The year was 1978. I was eleven years old. My family was living in a run-down complex of duplexes in Schertz, Texas, and my only friends in the complex were the McClouds. They were a couple of boys, one my age and one slightly older. They were the Platonic ideal of “juvenile delinquent” and my mother didn’t like me playing with them, but there weren’t many children in the complex and she wasn’t home at the moment.

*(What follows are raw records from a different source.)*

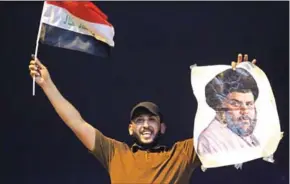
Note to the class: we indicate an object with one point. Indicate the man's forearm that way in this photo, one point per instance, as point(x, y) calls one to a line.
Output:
point(67, 112)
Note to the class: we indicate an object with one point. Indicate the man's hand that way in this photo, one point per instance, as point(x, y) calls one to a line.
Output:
point(241, 59)
point(40, 72)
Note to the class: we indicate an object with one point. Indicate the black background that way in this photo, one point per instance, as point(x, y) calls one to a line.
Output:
point(156, 42)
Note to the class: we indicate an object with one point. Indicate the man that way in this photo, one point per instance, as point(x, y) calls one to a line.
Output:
point(144, 162)
point(232, 94)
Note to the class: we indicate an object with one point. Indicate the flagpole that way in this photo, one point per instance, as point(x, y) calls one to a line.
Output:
point(36, 47)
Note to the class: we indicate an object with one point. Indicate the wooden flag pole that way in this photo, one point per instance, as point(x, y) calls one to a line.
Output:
point(36, 48)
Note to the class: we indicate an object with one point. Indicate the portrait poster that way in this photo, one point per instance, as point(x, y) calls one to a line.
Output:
point(236, 119)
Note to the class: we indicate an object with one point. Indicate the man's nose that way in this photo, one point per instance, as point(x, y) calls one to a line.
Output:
point(244, 109)
point(145, 124)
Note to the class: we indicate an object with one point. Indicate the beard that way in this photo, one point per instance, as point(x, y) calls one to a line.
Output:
point(238, 126)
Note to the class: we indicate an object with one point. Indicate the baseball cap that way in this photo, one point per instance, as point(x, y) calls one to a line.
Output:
point(148, 106)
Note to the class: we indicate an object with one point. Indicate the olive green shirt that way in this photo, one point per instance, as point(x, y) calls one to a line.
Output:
point(130, 165)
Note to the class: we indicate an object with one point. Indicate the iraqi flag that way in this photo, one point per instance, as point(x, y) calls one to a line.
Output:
point(76, 25)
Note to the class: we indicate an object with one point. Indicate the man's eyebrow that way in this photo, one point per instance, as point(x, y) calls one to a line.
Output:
point(240, 101)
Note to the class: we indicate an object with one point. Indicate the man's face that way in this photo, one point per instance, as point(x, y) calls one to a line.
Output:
point(145, 128)
point(241, 112)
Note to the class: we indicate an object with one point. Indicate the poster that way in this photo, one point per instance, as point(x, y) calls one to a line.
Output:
point(236, 119)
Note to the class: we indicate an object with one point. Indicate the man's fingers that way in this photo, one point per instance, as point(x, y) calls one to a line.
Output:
point(246, 57)
point(32, 67)
point(240, 58)
point(254, 61)
point(36, 60)
point(34, 73)
point(234, 64)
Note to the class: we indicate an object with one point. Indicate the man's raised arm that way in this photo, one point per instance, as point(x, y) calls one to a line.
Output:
point(101, 146)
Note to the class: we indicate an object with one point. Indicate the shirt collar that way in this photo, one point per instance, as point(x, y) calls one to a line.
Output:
point(158, 148)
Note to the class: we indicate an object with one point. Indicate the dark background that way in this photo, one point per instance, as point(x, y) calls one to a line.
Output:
point(156, 42)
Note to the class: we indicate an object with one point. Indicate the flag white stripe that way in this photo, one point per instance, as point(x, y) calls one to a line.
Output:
point(59, 17)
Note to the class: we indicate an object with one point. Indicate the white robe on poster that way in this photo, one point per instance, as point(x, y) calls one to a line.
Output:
point(219, 146)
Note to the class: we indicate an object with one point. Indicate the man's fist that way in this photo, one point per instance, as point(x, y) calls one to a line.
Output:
point(241, 59)
point(40, 72)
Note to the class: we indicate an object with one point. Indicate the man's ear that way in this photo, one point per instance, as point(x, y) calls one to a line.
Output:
point(130, 129)
point(162, 128)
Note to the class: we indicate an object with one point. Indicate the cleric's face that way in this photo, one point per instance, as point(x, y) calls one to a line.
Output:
point(241, 112)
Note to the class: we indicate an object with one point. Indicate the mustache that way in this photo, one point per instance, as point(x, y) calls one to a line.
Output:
point(149, 129)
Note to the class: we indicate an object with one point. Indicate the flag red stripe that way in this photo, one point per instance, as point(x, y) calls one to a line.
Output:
point(84, 10)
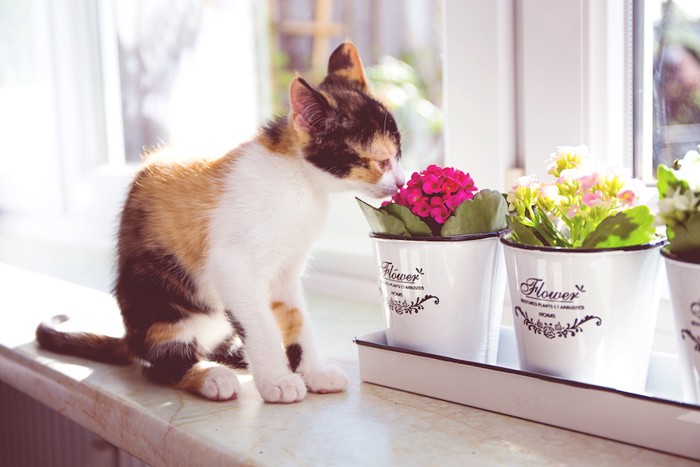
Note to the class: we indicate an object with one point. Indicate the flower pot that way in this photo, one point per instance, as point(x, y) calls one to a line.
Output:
point(684, 285)
point(443, 295)
point(585, 314)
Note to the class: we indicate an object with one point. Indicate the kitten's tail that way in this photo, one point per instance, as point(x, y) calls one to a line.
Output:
point(82, 344)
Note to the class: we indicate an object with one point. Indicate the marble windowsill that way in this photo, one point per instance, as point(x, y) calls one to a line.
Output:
point(368, 425)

We were playing tag and I was running from the younger McCloud, desperate to not be tagged “it.” He was chasing after me because, as the least athletic, I was the natural target. I was skinny, but I was clever. I was running towards the ivy-covered chain-link fence in our back yard. I was betting that if I could jump that fence, he would chase an easier target. As I grabbed the top rail, I vaulted and soared over the fence perfectly. I also felt a wasp nest beneath the leaves crush under my hands.
Despite not seeing it, I knew instantly what it was. I can’t convey the visceral terror that I felt at that moment. I went from being the least athletic to the most as I ran for my life. The wasps, meanwhile, hastily convened a meeting to discuss how to redress such a gross violation of their sovereignty and decided to do what wasps do. I was right to run.

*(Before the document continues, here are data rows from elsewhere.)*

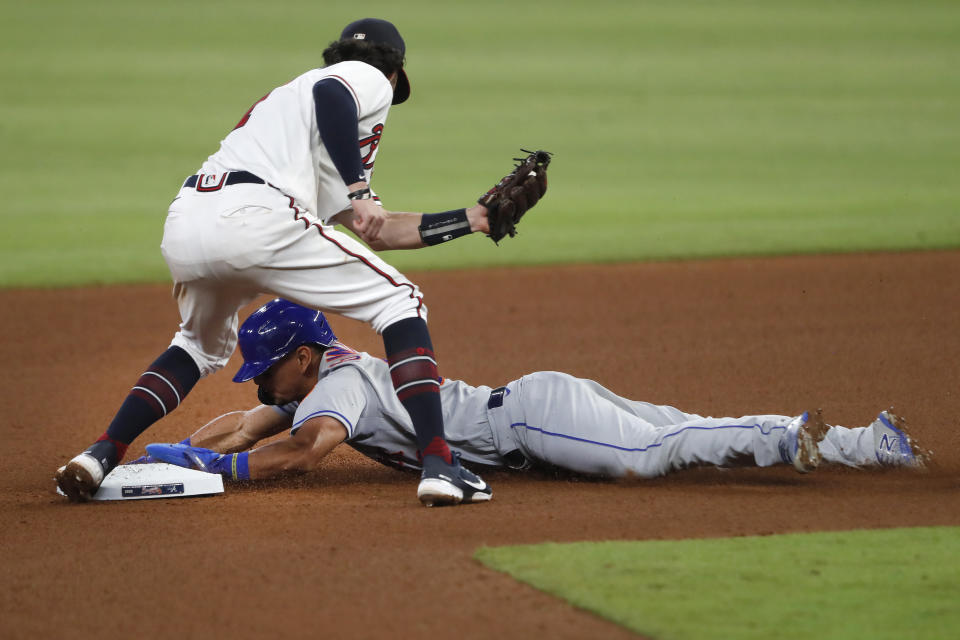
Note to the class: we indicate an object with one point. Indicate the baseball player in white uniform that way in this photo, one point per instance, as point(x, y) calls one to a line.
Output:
point(330, 393)
point(257, 217)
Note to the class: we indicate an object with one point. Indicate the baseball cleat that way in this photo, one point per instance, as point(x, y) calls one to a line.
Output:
point(892, 445)
point(444, 484)
point(80, 478)
point(799, 445)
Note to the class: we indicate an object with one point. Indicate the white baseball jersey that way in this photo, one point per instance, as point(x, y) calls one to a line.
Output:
point(278, 139)
point(553, 418)
point(228, 241)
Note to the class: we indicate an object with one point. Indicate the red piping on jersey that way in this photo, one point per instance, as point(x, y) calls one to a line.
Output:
point(387, 276)
point(347, 85)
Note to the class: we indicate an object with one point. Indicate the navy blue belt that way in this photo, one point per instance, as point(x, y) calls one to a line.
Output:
point(226, 179)
point(496, 398)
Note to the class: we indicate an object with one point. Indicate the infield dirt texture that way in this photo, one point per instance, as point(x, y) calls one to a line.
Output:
point(349, 552)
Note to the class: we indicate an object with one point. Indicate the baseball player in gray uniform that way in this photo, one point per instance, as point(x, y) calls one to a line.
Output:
point(327, 393)
point(258, 217)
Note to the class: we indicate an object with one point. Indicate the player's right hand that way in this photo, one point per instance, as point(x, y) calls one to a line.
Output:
point(369, 219)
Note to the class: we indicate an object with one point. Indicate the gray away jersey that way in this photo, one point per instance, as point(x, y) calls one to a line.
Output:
point(355, 388)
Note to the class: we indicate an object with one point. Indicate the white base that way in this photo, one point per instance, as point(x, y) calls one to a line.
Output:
point(156, 480)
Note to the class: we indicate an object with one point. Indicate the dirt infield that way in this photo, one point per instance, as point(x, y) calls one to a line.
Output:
point(349, 552)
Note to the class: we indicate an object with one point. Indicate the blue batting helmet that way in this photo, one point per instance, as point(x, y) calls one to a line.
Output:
point(276, 329)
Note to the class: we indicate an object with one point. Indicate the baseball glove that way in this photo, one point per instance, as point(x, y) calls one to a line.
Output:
point(515, 194)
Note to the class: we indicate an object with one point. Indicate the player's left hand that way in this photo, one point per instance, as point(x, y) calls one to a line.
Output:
point(184, 455)
point(369, 219)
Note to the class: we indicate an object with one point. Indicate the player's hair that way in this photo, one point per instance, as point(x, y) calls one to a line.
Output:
point(382, 56)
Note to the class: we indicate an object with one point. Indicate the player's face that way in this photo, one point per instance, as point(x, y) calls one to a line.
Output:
point(282, 382)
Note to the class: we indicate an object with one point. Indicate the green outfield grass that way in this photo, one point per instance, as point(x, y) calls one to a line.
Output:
point(896, 583)
point(681, 129)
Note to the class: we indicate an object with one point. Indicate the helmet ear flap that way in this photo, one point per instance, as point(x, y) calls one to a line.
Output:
point(276, 329)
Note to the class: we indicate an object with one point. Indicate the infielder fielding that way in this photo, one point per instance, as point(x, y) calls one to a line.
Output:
point(327, 393)
point(257, 218)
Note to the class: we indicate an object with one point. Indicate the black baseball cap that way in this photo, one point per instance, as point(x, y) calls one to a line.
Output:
point(381, 31)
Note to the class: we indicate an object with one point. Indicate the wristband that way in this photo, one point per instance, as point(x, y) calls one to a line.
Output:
point(442, 227)
point(233, 465)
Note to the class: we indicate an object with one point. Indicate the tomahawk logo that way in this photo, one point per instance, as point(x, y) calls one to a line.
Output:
point(370, 143)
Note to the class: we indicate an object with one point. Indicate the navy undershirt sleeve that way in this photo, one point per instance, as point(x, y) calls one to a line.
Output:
point(339, 129)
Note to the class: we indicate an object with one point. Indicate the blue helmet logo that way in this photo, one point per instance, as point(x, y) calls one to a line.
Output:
point(276, 329)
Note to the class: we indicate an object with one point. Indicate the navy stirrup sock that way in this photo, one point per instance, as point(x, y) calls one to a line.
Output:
point(160, 390)
point(413, 369)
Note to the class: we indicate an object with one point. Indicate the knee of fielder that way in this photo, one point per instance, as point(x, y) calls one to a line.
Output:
point(206, 363)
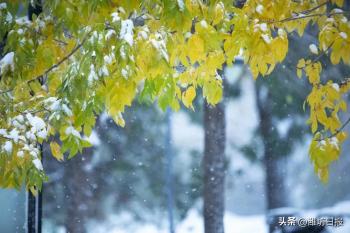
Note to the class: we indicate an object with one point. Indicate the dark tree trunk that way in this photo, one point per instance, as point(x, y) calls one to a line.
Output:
point(274, 178)
point(214, 167)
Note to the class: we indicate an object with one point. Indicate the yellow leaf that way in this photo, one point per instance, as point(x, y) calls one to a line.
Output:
point(188, 96)
point(56, 151)
point(195, 48)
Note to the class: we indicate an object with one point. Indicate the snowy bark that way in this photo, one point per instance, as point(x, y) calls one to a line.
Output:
point(214, 168)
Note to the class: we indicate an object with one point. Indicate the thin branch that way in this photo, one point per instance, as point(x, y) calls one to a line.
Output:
point(305, 16)
point(337, 131)
point(57, 64)
point(319, 56)
point(313, 9)
point(62, 60)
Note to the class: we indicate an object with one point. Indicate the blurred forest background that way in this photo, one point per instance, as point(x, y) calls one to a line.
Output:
point(133, 177)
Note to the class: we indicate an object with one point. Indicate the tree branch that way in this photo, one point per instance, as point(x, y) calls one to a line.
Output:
point(337, 131)
point(304, 16)
point(71, 53)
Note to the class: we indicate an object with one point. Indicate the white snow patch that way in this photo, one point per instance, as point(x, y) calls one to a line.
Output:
point(263, 27)
point(72, 131)
point(266, 38)
point(7, 62)
point(259, 8)
point(3, 6)
point(181, 5)
point(126, 31)
point(281, 32)
point(115, 17)
point(37, 163)
point(109, 34)
point(283, 127)
point(8, 147)
point(92, 75)
point(204, 23)
point(160, 46)
point(93, 139)
point(313, 48)
point(335, 86)
point(343, 35)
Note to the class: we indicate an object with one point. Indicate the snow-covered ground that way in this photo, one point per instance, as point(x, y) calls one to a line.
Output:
point(193, 223)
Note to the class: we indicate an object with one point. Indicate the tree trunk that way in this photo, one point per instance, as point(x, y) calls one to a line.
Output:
point(274, 178)
point(214, 167)
point(78, 192)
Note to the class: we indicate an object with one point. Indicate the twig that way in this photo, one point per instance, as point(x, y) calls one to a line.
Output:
point(304, 16)
point(57, 64)
point(337, 131)
point(313, 9)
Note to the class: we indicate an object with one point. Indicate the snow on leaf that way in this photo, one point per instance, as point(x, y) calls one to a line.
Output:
point(313, 48)
point(126, 31)
point(7, 63)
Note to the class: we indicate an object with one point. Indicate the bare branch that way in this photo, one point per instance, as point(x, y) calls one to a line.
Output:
point(337, 131)
point(304, 17)
point(76, 48)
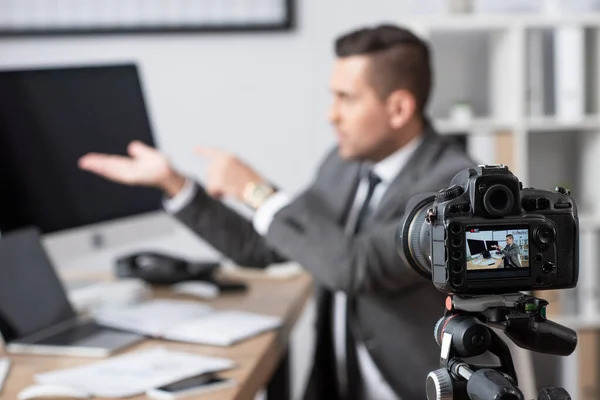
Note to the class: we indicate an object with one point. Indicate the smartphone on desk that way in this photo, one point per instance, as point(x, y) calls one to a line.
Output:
point(191, 386)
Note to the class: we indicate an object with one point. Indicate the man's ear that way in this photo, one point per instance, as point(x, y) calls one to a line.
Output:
point(401, 107)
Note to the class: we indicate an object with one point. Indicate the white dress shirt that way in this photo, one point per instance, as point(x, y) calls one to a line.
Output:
point(374, 385)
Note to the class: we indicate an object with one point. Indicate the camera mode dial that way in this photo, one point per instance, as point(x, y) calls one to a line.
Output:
point(449, 193)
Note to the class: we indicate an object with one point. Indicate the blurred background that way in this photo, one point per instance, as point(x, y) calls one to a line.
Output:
point(516, 82)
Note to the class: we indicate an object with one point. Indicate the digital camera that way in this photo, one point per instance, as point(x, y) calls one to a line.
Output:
point(485, 234)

As one of them reached me and stung my arm, I fell to the ground, screaming as much from terror as from pain. And I knew with a dead certainty that the wasps would be swarming over me, stinging me again and again. What happened was far worse.
The younger McCloud had also vaulted the fence. He ran up and kicked me, screaming “you’re it” as he ran off. It was not a good day.
If memory serves (and being almost five decades ago, it most certainly does not), I was only stung once, but that, and feeling the wasp nest crush under my hand, was enough to instill a deep, lifelong terror of them.
Fast forward a few years and I was spending summers on Alvin Wittig’s farm. He was a close friend of my mother and Alvin and his father were happy to have me spend a few weeks there. I’d read decades-old copies of Reader’s Digest that his father kept on a bookshelf, sometimes marveling that an article written in the 1950s would be reprinted decades later, but with a new author’s name and the dates and times updated. I’d help Alvin herd cattle. I’d mess around in his tool shop. I’d ride a demon creature from Hell, a pony named Queeny, he had rescued from a family that treated it poorly. To this day, I’m sure science has equines wrong. They’re actually hivemind creatures, all of them networked together to communicate a shared desire to kill me. Queeny used to cheerfully do a “stop-drop-and-roll” in rocky fields if I tried to ride her. She’d buck and jump and rub against trees to get me off her. Alvin laughed.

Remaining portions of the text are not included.